The realities of pursuing the cure for cancer

Written by Cindy Perettie, Head of Global Product Strategy, Oncology

The reason I come to work every day is to transform the lives of people with cancer. My colleagues and I work tirelessly, together with our world-class researchers, partners and collaborators to explore science and technology with the aim of making clinically significant contributions – ones that advance the science and bring more hope for patients facing this terrible disease.

Medical conferences, such as the European Society for Medical Oncology (ESMO) Congress, taking place in Madrid, provide us with an opportunity to share and discuss our latest research with the scientific community. We are always particularly excited and proud to share our breakthroughs at these meetings, especially when we have data that truly transform the treatment landscape and change the lives of patients forever.
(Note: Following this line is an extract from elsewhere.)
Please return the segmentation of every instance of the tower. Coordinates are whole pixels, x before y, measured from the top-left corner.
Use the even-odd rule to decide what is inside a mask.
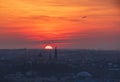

It is these life-changing and treatment-transforming advances that we strive to deliver.

However, cancer is a complex disease. After having developed breakthrough solutions that help prevent, diagnose, treat and monitor cancer for more than 50 years, we understand that progress in pursuing a cure often consists of small, incremental advances in scientific understanding that finally unlock a major step forward.

I believe we are in a critical period of cancer research and development. We are looking forward to an unprecedented number of data readouts from our pipeline over the next few months. These study results will hopefully provide hugely important insights into the biology and immunology of cancer, and inform how we can best treat this very complex disease.

In the meantime, we are excited to present data at ESMO 2017 – the most important oncology congress in Europe – in the form of 116 scientific abstracts involving 18 of our medicines, as well as important new evidence from our broad biomarker science and diagnostics program. For example, we look forward to sharing results from our first retrospective studies of a blood-based assay measuring tumour mutational burden, an approach we are pioneering with our partners at Foundation Medicine.

Each and every one of these scientific abstracts was made possible by patients, their support network, and the scientists and doctors who conducted the research. Without their contribution, the progress of medical science would grind to a halt. The abstracts at meetings like ESMO may look like small steps forward, but together they represent the crucially important and significant building blocks that are required, as we collectively pursue a cure for cancer.

At Roche, we are committed to pursuing a cure for cancer through this process of small steps and giant leaps and we can’t wait to share the news of our progress in Madrid while learning from the best and the brightest minds in oncology.

Meetings like ESMO give me so much hope that the scale of our collective efforts will continue to make transformative differences for people with cancer around the world.